Refugee organisations like Club 1943 and the AJR Club flourished, and landmarks like the Cosmo Restaurant and the Dorice became refugee meeting-places. The AJR Information commenced publication in 1946 as the mouthpiece of the community.
The refugees became integrated into British economic life. Life was hard for many in the post-war years, especially those who had to start with little or nothing. Nevertheless, a disproportionate number of the refugees made their way in middle-class commercial and professional occupations, achieving a distinct degree of prosperity and success.
The refugees had an impact out of all proportion to their numbers in a wide range of occupational areas, such as science and medicine, psychoanalysis, art history and publishing. Scientists like Francis Simon, Hans Krebs, Ernst Chain, Rudolf Peierls and Max Perutz were of inestimable value to Britain.
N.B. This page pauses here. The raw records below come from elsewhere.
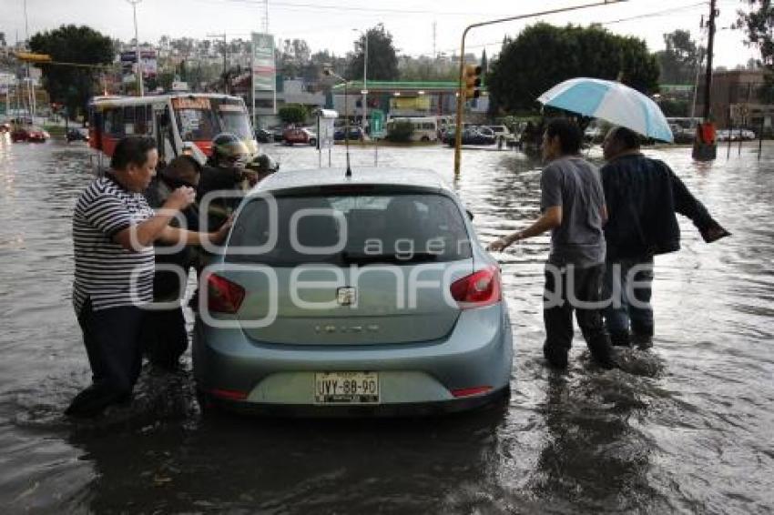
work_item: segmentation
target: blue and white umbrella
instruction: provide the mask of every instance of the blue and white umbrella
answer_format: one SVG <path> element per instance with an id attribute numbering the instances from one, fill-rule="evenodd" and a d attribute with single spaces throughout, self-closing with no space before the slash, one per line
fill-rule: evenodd
<path id="1" fill-rule="evenodd" d="M 572 78 L 555 86 L 537 100 L 545 106 L 601 118 L 647 137 L 674 141 L 669 124 L 656 102 L 618 82 Z"/>

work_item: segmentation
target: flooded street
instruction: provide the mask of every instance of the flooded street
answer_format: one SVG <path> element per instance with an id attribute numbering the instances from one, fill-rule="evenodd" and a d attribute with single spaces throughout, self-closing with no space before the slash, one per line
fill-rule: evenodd
<path id="1" fill-rule="evenodd" d="M 505 405 L 444 419 L 281 420 L 203 416 L 190 354 L 145 370 L 131 407 L 63 410 L 90 379 L 70 288 L 71 216 L 92 176 L 83 144 L 0 139 L 0 506 L 19 512 L 770 513 L 774 510 L 774 147 L 694 164 L 654 150 L 733 237 L 657 258 L 655 347 L 627 370 L 543 360 L 548 237 L 499 255 L 513 322 Z M 311 147 L 269 146 L 281 169 Z M 755 147 L 757 151 L 757 146 Z M 453 181 L 453 151 L 380 148 L 380 167 Z M 592 153 L 598 157 L 597 153 Z M 352 147 L 352 169 L 373 149 Z M 322 162 L 327 165 L 327 155 Z M 344 164 L 343 148 L 333 152 Z M 281 173 L 281 171 L 280 171 Z M 535 217 L 540 170 L 465 150 L 454 187 L 486 243 Z"/>

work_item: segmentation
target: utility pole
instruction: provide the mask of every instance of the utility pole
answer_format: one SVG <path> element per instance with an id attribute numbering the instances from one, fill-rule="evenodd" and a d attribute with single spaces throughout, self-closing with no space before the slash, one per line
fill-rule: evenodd
<path id="1" fill-rule="evenodd" d="M 718 9 L 716 0 L 709 2 L 709 18 L 707 22 L 708 31 L 707 40 L 707 71 L 704 78 L 704 120 L 696 129 L 693 144 L 693 158 L 697 161 L 712 161 L 718 154 L 718 143 L 715 138 L 715 125 L 712 123 L 712 54 L 715 47 L 715 18 Z"/>
<path id="2" fill-rule="evenodd" d="M 361 32 L 356 28 L 352 30 Z M 362 55 L 362 90 L 361 91 L 361 95 L 362 95 L 362 129 L 365 130 L 365 127 L 368 126 L 368 29 L 362 32 L 362 34 L 365 41 Z M 357 117 L 357 110 L 355 111 L 355 116 Z"/>
<path id="3" fill-rule="evenodd" d="M 229 51 L 229 48 L 227 46 L 228 44 L 226 42 L 226 33 L 224 32 L 223 34 L 208 34 L 207 37 L 222 37 L 223 38 L 223 89 L 224 89 L 224 93 L 229 93 L 229 86 L 227 85 L 227 81 L 228 81 L 227 72 L 229 70 L 228 54 L 227 53 Z"/>
<path id="4" fill-rule="evenodd" d="M 29 50 L 29 19 L 27 18 L 27 0 L 25 0 L 25 48 Z M 33 123 L 35 123 L 35 86 L 33 86 L 32 85 L 32 76 L 30 74 L 29 66 L 30 64 L 27 63 L 27 86 L 29 88 L 30 117 L 32 118 Z"/>
<path id="5" fill-rule="evenodd" d="M 437 24 L 433 22 L 433 58 L 435 59 L 438 56 L 438 54 L 435 53 L 435 36 L 436 36 L 436 28 Z"/>
<path id="6" fill-rule="evenodd" d="M 135 53 L 137 54 L 137 96 L 144 96 L 145 86 L 142 84 L 142 58 L 139 53 L 139 36 L 137 35 L 137 4 L 142 2 L 142 0 L 127 0 L 129 4 L 132 5 L 132 10 L 135 15 Z"/>

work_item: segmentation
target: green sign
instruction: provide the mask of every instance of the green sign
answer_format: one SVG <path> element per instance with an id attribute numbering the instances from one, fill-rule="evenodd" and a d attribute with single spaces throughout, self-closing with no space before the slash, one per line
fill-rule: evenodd
<path id="1" fill-rule="evenodd" d="M 384 112 L 374 109 L 371 112 L 371 137 L 384 136 Z"/>
<path id="2" fill-rule="evenodd" d="M 254 91 L 274 91 L 274 36 L 252 33 L 252 86 Z"/>

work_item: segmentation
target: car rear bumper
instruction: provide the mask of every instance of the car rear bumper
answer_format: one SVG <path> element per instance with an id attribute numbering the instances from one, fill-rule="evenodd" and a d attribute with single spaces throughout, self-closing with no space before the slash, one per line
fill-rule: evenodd
<path id="1" fill-rule="evenodd" d="M 465 399 L 435 402 L 404 402 L 379 405 L 316 406 L 240 402 L 207 396 L 208 408 L 217 407 L 247 415 L 268 417 L 299 417 L 311 419 L 436 417 L 482 409 L 485 406 L 506 403 L 511 396 L 510 386 L 486 394 Z"/>
<path id="2" fill-rule="evenodd" d="M 194 374 L 200 390 L 225 392 L 229 405 L 311 412 L 411 411 L 418 405 L 436 404 L 429 409 L 464 409 L 510 383 L 513 341 L 505 313 L 503 304 L 463 311 L 452 332 L 440 340 L 323 348 L 256 342 L 240 329 L 215 329 L 198 321 Z M 377 372 L 380 403 L 317 405 L 315 373 L 337 371 Z M 460 390 L 478 387 L 490 389 L 455 397 Z"/>

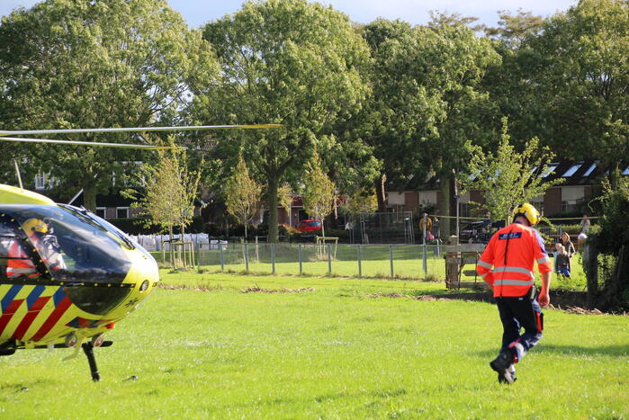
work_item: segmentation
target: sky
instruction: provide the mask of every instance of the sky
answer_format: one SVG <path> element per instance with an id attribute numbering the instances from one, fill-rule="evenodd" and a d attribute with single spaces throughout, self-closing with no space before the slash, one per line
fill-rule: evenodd
<path id="1" fill-rule="evenodd" d="M 8 14 L 16 7 L 31 7 L 37 0 L 0 0 L 0 15 Z M 173 9 L 184 15 L 193 28 L 238 10 L 243 0 L 169 0 Z M 431 10 L 458 13 L 475 16 L 481 23 L 495 26 L 497 12 L 522 9 L 543 16 L 565 11 L 576 4 L 577 0 L 321 0 L 319 3 L 346 13 L 354 22 L 368 23 L 382 17 L 401 19 L 412 24 L 423 24 L 429 19 Z"/>

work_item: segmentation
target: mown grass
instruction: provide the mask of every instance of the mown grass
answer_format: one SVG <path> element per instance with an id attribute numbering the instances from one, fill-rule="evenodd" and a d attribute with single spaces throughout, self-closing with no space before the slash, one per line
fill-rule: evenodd
<path id="1" fill-rule="evenodd" d="M 369 298 L 443 291 L 435 282 L 168 274 L 85 357 L 0 358 L 4 418 L 625 418 L 629 317 L 546 311 L 544 338 L 511 387 L 488 362 L 496 308 Z M 299 293 L 242 293 L 261 289 Z M 137 379 L 132 380 L 133 376 Z M 28 389 L 28 390 L 26 389 Z"/>

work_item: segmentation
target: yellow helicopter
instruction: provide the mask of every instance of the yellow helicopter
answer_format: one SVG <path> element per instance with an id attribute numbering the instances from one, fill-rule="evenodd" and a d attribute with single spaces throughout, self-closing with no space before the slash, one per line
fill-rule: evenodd
<path id="1" fill-rule="evenodd" d="M 15 136 L 279 126 L 0 130 L 0 140 L 155 149 L 164 147 Z M 72 357 L 83 349 L 98 381 L 94 348 L 112 345 L 104 333 L 133 312 L 158 281 L 152 255 L 106 220 L 84 208 L 0 184 L 0 355 L 17 349 L 74 348 Z"/>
Institutions like the Wiener Library, the Warburg Institute, the Freud Museum and the Leo Baeck Institute are living evidence of the creative impulse that the refugees injected into British cultural and intellectual life.
Refugees began to receive restitution payments from West Germany in the 1950s. Though these could never compensate for the human losses suffered by the Jews, they did alleviate the position of many refugees and enabled the AJR to provide essential social services to its members.